Objective: This systematic review aimed to identify ICD-10 based validated algorithms for chronic conditions using health administrative data.
Methods: A comprehensive systematic literature search using Ovid MEDLINE, Embase, PsycINFO, Web of Science and CINAHL was performed to identify studies, published between 1983 and May 2023, on validated algorithms for chronic conditions using administrative health data. Two reviewers independently screened titles and abstracts and reviewed full text of selected studies to complete data extraction.
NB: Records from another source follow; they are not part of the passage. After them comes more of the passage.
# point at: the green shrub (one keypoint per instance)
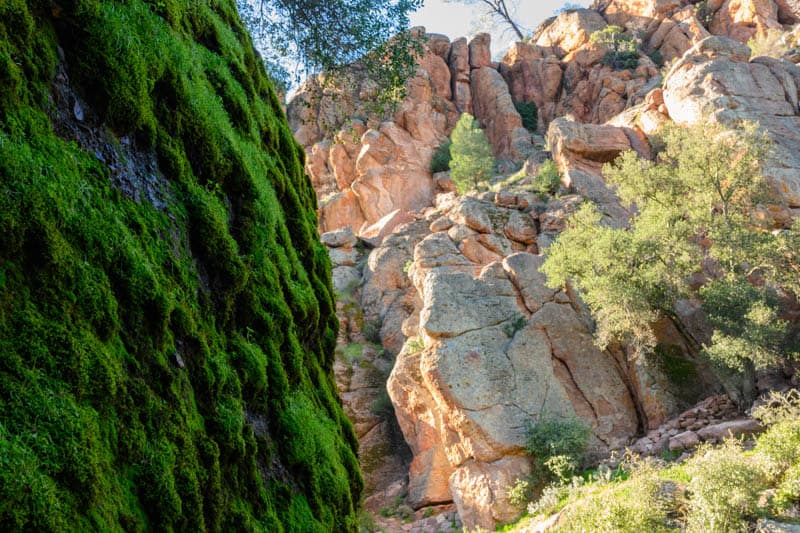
(548, 178)
(637, 505)
(472, 161)
(623, 51)
(529, 114)
(657, 57)
(558, 446)
(724, 489)
(788, 492)
(440, 162)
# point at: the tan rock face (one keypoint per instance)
(495, 109)
(480, 54)
(493, 348)
(741, 19)
(562, 73)
(459, 75)
(364, 172)
(570, 31)
(481, 490)
(580, 150)
(716, 81)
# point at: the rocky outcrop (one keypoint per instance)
(361, 366)
(580, 150)
(562, 72)
(493, 106)
(365, 170)
(489, 348)
(716, 80)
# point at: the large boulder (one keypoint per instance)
(495, 109)
(741, 19)
(494, 348)
(716, 80)
(569, 31)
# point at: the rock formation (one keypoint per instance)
(717, 80)
(477, 344)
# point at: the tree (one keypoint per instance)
(499, 10)
(623, 52)
(472, 160)
(298, 38)
(695, 221)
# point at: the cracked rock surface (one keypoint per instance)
(492, 350)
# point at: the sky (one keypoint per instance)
(455, 19)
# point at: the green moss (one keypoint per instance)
(161, 368)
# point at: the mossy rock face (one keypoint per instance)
(167, 323)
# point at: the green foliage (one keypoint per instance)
(440, 162)
(548, 178)
(472, 160)
(724, 488)
(639, 504)
(168, 366)
(514, 325)
(695, 206)
(529, 114)
(415, 345)
(623, 51)
(306, 37)
(520, 493)
(558, 446)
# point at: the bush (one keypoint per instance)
(724, 487)
(558, 446)
(548, 178)
(640, 504)
(472, 160)
(623, 51)
(440, 162)
(529, 114)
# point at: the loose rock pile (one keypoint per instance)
(711, 420)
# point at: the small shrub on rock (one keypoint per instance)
(441, 158)
(724, 489)
(558, 446)
(529, 114)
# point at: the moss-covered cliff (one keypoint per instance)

A third reviewer resolved conflicts arising at the screening or study selection stages. The primary outcome was validated studies of ICD-10 based algorithms with both sensitivity and PPV of ≥70 %. Studies with either sensitivity or PPV <70 % were included as secondary outcomes.
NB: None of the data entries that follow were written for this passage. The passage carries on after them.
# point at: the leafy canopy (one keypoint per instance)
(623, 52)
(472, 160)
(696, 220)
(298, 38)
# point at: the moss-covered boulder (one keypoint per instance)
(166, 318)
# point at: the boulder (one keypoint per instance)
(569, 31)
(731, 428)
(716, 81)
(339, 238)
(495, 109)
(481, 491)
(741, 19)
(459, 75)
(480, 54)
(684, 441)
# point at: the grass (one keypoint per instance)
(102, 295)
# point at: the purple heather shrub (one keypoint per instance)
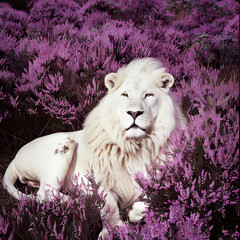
(54, 56)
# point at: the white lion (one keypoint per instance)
(120, 136)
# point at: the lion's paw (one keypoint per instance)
(137, 212)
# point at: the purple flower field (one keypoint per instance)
(54, 55)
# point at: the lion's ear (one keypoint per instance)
(165, 81)
(112, 81)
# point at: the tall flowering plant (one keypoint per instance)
(53, 59)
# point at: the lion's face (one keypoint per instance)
(138, 97)
(137, 108)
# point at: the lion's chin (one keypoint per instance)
(135, 133)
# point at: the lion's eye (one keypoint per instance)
(124, 94)
(149, 95)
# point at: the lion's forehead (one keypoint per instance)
(138, 85)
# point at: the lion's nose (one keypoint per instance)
(135, 114)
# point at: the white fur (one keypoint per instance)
(107, 145)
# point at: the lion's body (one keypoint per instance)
(120, 137)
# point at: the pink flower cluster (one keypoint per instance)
(54, 55)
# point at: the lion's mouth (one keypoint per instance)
(134, 125)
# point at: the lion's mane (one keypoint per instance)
(115, 158)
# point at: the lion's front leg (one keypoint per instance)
(137, 212)
(110, 212)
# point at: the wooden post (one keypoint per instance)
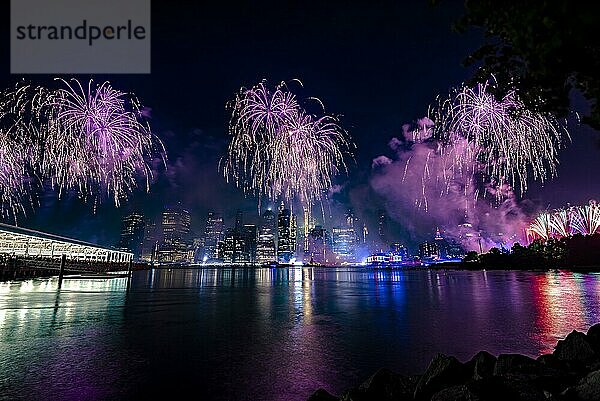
(63, 261)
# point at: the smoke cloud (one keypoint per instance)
(424, 188)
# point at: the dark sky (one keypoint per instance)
(378, 64)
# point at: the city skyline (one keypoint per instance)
(194, 129)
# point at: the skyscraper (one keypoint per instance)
(249, 234)
(382, 230)
(286, 235)
(213, 234)
(175, 245)
(318, 246)
(152, 237)
(344, 242)
(266, 251)
(132, 234)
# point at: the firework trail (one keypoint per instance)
(99, 142)
(488, 144)
(18, 147)
(89, 139)
(566, 222)
(279, 150)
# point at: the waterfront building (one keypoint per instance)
(266, 251)
(151, 240)
(23, 242)
(175, 245)
(319, 249)
(344, 241)
(429, 251)
(382, 230)
(248, 251)
(213, 234)
(132, 234)
(286, 235)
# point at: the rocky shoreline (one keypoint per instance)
(570, 373)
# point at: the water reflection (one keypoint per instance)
(234, 333)
(564, 301)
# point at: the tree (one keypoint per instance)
(542, 49)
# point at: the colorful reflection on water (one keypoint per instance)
(271, 334)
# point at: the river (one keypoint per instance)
(270, 334)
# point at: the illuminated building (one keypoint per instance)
(240, 244)
(318, 246)
(266, 251)
(175, 246)
(248, 251)
(151, 241)
(429, 251)
(286, 235)
(132, 234)
(18, 241)
(382, 229)
(213, 234)
(399, 250)
(344, 239)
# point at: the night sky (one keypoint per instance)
(377, 65)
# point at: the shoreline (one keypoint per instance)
(8, 273)
(570, 373)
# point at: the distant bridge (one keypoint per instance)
(22, 242)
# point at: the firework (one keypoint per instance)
(92, 140)
(566, 222)
(18, 147)
(98, 141)
(279, 150)
(488, 144)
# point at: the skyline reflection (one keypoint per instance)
(274, 333)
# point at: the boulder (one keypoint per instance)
(482, 364)
(322, 395)
(575, 347)
(501, 388)
(354, 394)
(387, 385)
(443, 371)
(588, 389)
(593, 337)
(455, 393)
(515, 364)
Results: Overall, the search identified 1686 studies of which 54 met the inclusion criteria. Combining a previously published literature search, a total of 61 studies were included for data extraction. The study identified 40 chronic conditions with high validity and 22 conditions with moderate validity. The validated algorithms were based on administrative data from different countries including Canada, USA, Australia, Japan, France, South Korea, and Taiwan. The algorithms identified included several types of cancers, cardiovascular conditions, kidney diseases, gastrointestinal disorders, and peripheral vascular diseases, amongst others.
Conclusion: With ICD-10 prominently used across the world, this up-to-date systematic review can prove to be a helpful resource for research and surveillance initiatives using administrative health data for identifying chronic conditions.